Teaching a Border Collie Mix to Stay to Develop Self Control

By: David Codr

Published Date: May 17, 2018

In this Omaha dog training session we taught 3 year-old Border Collie mix Frank to stay to help him develop self control and respect for his humans as authority figures.

Frank barked quite a bit when I first arrived and was pretty anxious. I kept a close eye on him to observe his body language and avoid any movements that may result in a bite. This was a bit tricky to do as Frank was somewhat eye contact dominant.

I didnt get a chance to show the guardians how to do this exercise due to that eye issue, but when he is calm, id like his female guardian to practice this Focus exercise with him twice a day for the next week to help him see her and her eye contact as a positive.

When I discussed Frank’s aggressive behavior with his guardians, it quickly become clear that he was confused as to who was in charge in his home. While he listened to the larger husband, he showed little respect for the wife and had even nipped her a few times.

Because of the potential for a bite, we went a lot slower than I go on my other in home dog training sessions. As Omaha’s dog behavior expert, I am always stressing to clients that slow and steady progress is far better than pushing and rushing things.

I shared my petting with a purpose philosophy with the guardians and also stressed how important it is to reward Frank for desired behaviors through passive training.

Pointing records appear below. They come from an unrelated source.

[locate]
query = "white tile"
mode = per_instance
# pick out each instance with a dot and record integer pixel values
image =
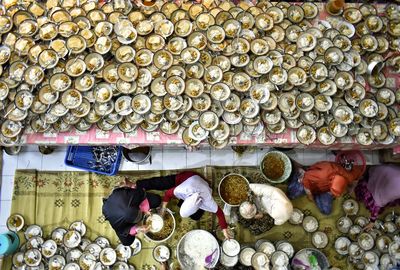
(368, 157)
(376, 157)
(30, 160)
(9, 164)
(128, 166)
(248, 158)
(223, 157)
(60, 149)
(311, 156)
(261, 152)
(7, 185)
(198, 158)
(296, 154)
(5, 209)
(30, 148)
(3, 229)
(156, 161)
(330, 156)
(54, 162)
(174, 159)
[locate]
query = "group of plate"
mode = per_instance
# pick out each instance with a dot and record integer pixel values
(68, 249)
(378, 248)
(207, 73)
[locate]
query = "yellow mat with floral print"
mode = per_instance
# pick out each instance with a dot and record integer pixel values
(55, 199)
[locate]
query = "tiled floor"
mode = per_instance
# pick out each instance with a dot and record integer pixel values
(167, 158)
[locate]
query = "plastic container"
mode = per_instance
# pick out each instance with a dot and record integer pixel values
(80, 157)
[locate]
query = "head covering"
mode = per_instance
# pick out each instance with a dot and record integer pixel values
(190, 205)
(196, 184)
(324, 202)
(273, 201)
(339, 185)
(121, 209)
(247, 210)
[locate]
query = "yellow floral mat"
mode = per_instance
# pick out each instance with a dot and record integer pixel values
(55, 199)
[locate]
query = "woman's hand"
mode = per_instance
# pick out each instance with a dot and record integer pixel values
(309, 194)
(227, 234)
(164, 266)
(259, 216)
(127, 183)
(369, 226)
(143, 228)
(162, 209)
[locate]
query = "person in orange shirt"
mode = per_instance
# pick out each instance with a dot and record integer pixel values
(322, 182)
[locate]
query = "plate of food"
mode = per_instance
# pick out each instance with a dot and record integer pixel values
(233, 189)
(276, 167)
(166, 231)
(161, 253)
(194, 247)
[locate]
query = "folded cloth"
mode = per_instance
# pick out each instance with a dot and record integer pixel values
(324, 202)
(295, 188)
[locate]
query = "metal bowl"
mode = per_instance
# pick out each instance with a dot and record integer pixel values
(287, 166)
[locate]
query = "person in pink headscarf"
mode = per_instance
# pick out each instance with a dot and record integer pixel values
(192, 191)
(379, 189)
(195, 197)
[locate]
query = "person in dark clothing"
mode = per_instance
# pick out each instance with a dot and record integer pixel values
(127, 205)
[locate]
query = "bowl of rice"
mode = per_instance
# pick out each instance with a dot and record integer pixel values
(276, 167)
(166, 231)
(234, 189)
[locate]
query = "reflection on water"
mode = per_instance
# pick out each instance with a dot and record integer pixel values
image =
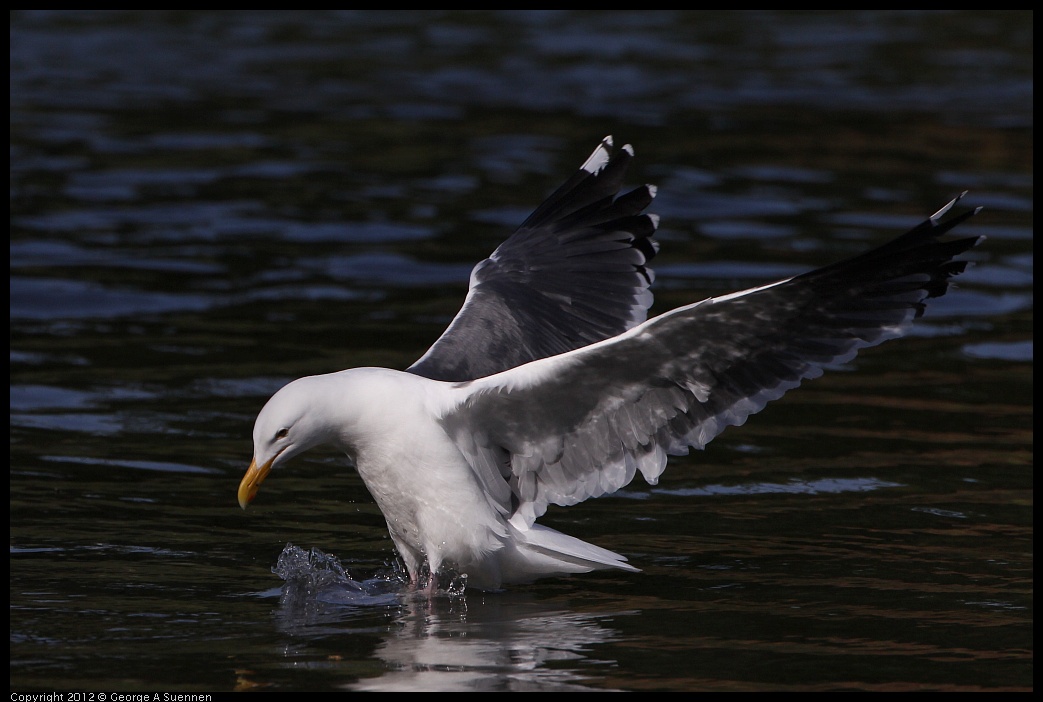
(502, 643)
(208, 206)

I also made a few structural suggestions like asking the dog to sit before letting it outside, having the wife hand feed Frank for a week or two (after she eats something in front of him first) while touching him in specific places (working from his rear flank to his head), then handling his food prior to putting it in the bowl to add some of her scent to it.

To help the guardians interact with Frank in a positive constructive way, I showed them how to teach a dog to stay. Training a dog to stay is a great way to help the dog develop some self control, plus it can come in very handy.

Id like to see the guardians practicing this stay exercise with Frank a few times a day, in different parts of the house and following the progressively increasing levels of difficulty until he can stay for duration, distance and distractions.

Once that is the case, the guardians should put Frank into a stay before heading to get a drink of water, a bathroom break, etc. The idea is to have Frank practice staying, ie listening to them, for progressively longer and longer periods of time.

Because of how human aggressive Frank was showing the potential for, we will need to set up a follow up session in a month or so to build on the progress we made in this dog behavior training session.